# Intro to Pandas
by Ryan Orsinger

## Module 4: Aggregating
- Using `.crosstab` to count a frequency count for each category pairing
- Using `.pivot_table` to calculate aggregates of numeric values for each category pairing (same as a spreadsheet pivot table)

In [None]:
# Import pandas
import pandas as pd

# Read in some data
df = pd.read_csv("tips.csv")
df.head()

### What is `.crosstab?`
- Crosstab computes a simple cross tabulation of two (or more) factors
- Computes a frequency table of factors
- Example: counting up how many tables ate lunch or dinner for each day?
- Example: Counting the number of smoking tables broken out by gender?

In [None]:
# Say we needed to get all the different days
df.day.unique()

In [None]:
# And all the different times
df.time.unique()

In [None]:
# To count Thursday Lunch, we need this compound indexing operation
df[(df.day == "Thur") & (df.time == "Lunch")].shape[0]

In [None]:
# To count Thursday Dinner, we need this compound indexing operation
# Repeat this for each day/time combination...
df[(df.day == "Thur") & (df.time == "Dinner")].shape[0]

In [None]:
# For another approach,
# we could run .time.value_counts() on each individual day
# But this would be get tedious, too
# Especially if the possible values are larger than 4 x 2
df[df.day == "Thur"].time.value_counts()

In [None]:
# Crosstab to the rescue!
# Frequency count of all days by all times
pd.crosstab(index=df.day, columns=df.time)

In [None]:
# Margins=True shows the row/column totals
pd.crosstab(index=df.day, columns=df.time, margins=True)

In [None]:
# We can also pass lists of series into either index or columns
pd.crosstab(index=df.day, columns=[df.time, df.smoker])

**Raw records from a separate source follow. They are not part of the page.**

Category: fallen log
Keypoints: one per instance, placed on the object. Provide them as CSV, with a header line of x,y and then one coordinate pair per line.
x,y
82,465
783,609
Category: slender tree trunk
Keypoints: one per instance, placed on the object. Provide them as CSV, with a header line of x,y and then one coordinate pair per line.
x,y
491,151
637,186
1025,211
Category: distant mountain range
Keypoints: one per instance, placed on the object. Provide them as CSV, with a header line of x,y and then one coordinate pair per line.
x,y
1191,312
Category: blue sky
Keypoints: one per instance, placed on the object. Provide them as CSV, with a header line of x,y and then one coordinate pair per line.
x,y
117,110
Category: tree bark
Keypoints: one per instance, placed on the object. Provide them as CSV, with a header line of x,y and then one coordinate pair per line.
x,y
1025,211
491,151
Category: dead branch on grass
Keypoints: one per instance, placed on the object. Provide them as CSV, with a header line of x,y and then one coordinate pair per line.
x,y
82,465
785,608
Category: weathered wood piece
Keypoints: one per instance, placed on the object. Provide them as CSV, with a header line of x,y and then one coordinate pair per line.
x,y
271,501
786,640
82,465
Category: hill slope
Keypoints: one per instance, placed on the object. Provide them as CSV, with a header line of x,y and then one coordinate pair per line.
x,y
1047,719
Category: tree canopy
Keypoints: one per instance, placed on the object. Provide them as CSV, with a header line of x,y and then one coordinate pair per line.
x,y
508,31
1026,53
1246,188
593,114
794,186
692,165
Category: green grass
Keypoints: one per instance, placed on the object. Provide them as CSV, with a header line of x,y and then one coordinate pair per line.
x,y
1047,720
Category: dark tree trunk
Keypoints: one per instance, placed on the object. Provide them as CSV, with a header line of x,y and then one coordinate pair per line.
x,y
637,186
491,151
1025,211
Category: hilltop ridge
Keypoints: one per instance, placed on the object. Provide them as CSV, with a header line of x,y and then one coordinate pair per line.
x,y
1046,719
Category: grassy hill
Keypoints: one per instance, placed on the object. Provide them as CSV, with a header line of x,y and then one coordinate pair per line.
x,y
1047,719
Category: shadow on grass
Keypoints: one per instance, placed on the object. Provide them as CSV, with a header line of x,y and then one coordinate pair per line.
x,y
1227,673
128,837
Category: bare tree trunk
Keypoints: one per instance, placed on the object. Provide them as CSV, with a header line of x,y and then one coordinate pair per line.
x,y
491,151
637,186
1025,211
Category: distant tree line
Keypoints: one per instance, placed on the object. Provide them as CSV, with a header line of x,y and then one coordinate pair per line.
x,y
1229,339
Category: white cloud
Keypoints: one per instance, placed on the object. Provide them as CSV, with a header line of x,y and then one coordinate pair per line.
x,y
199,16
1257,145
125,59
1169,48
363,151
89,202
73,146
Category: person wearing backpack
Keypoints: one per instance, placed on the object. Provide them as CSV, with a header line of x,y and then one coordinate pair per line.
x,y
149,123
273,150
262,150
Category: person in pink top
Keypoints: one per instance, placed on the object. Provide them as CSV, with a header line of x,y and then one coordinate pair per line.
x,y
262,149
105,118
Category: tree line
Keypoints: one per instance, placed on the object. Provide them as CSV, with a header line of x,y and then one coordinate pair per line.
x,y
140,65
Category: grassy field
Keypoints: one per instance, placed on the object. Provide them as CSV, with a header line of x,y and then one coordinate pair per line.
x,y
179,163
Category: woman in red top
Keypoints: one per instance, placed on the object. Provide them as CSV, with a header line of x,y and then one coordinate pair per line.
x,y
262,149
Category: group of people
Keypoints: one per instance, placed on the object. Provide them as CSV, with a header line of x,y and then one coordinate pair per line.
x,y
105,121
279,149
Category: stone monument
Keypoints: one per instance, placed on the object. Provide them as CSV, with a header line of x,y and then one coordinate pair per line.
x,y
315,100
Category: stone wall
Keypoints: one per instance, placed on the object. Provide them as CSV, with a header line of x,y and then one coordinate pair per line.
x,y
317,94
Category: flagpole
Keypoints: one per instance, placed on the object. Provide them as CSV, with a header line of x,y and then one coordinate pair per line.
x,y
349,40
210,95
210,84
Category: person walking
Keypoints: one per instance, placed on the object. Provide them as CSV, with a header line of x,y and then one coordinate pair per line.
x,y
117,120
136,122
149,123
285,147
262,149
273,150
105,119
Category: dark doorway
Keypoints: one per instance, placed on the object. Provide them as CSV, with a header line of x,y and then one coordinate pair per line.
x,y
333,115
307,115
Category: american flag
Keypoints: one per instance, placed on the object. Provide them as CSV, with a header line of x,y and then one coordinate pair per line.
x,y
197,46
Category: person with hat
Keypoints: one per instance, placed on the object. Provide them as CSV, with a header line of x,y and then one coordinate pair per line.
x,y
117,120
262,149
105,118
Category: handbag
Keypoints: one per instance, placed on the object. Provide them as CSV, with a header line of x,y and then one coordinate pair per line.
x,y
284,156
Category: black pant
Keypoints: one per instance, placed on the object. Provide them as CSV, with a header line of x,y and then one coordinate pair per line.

## Using pivot_tables to aggregate more than counts
- Use `.pivot_table` to set up intersections, then specify the column to measure, in aggregate, and your aggregate function
- The `.pivot_table` method defaults to using the average, 
- We can specify multiple categories in the index and columns, but the results can become visually busy
- Example: for each day/time pairing, calculate the average `total_bill`
- Example: for each day/time pairing, get the average `total_bill` and `tip`
- Example: for each day/time pairing, calculate the min, median, max `tip`

In [None]:
# Without specifying a "values" column, 
# pivot_table returns the average of each category pair
pd.pivot_table(df, index="day", columns="time")

In [None]:
pd.pivot_table(df, index="day", columns="time", values="total_bill")

In [None]:
# Use the "values" argument to specify which columns to calculate
pd.pivot_table(df, index="day", columns="time", values=["total_bill", "tip"])

In [None]:
# Use the aggfunc argument to overwrite the default mean function
pd.pivot_table(df, values="tip", aggfunc="median", index="day", columns="time")

In [None]:
# The aggfunc argument can take a list of aggregate functions
pd.pivot_table(df, values="tip", aggfunc=["min", "median", "max"], index="day", columns="time")

## Additional Resources
- https://pandas.pydata.org/docs/reference/api/pandas.crosstab.html
- https://pandas.pydata.org/docs/reference/api/pandas.pivot_table.html

## Exercises
- Use crosstab on the `tips` dataframe to count the number of differently sized tables for each time of day. *Hint* remember that `.size` is a built-in attribute on pandas objects.
- Use `pd.read_csv` and the `mpg.csv` file to create a dataframe named `mpg`.
- Use `.crosstab` to count the number of vehicles for each combination of class and drivetrain. *Hint* remember that `class` is a reserved word in Python.
- Use `.crosstab` to count the number of vehicles for each combination of manufacturer and drivetrain.
- Use `.pivot_table` and `mpg` to calculate the average highway mileage for each combination of vehicle class and drivetrain. 
- Use `.pivot_table` and `mpg` to calculate the median city mileage for each combination of manufacturer and drivetrain.

In [None]:
# Use crosstab on the tips dataframe to count the number of differently sized tables for each time of day. 
# Hint remember that .size is a built-in attribute on pandas objects.


In [None]:
# Use pd.read_csv and the mpg.csv file to create a dataframe named mpg.


In [None]:
# Use .crosstab to count the number of vehicles for each combination of class and drivetrain. 
# Hint remember that "class" is a reserved word in Python.


In [None]:
# Use .crosstab to count the number of vehicles for each combination of manufacturer and drivetrain.


In [None]:
# Use .pivot_table and mpg to calculate the average highway mileage for each combination of vehicle class and drivetrain.


In [None]:
# Use .pivot_table and mpg to calculate the median city mileage for each combination of manufacturer and drivetrain.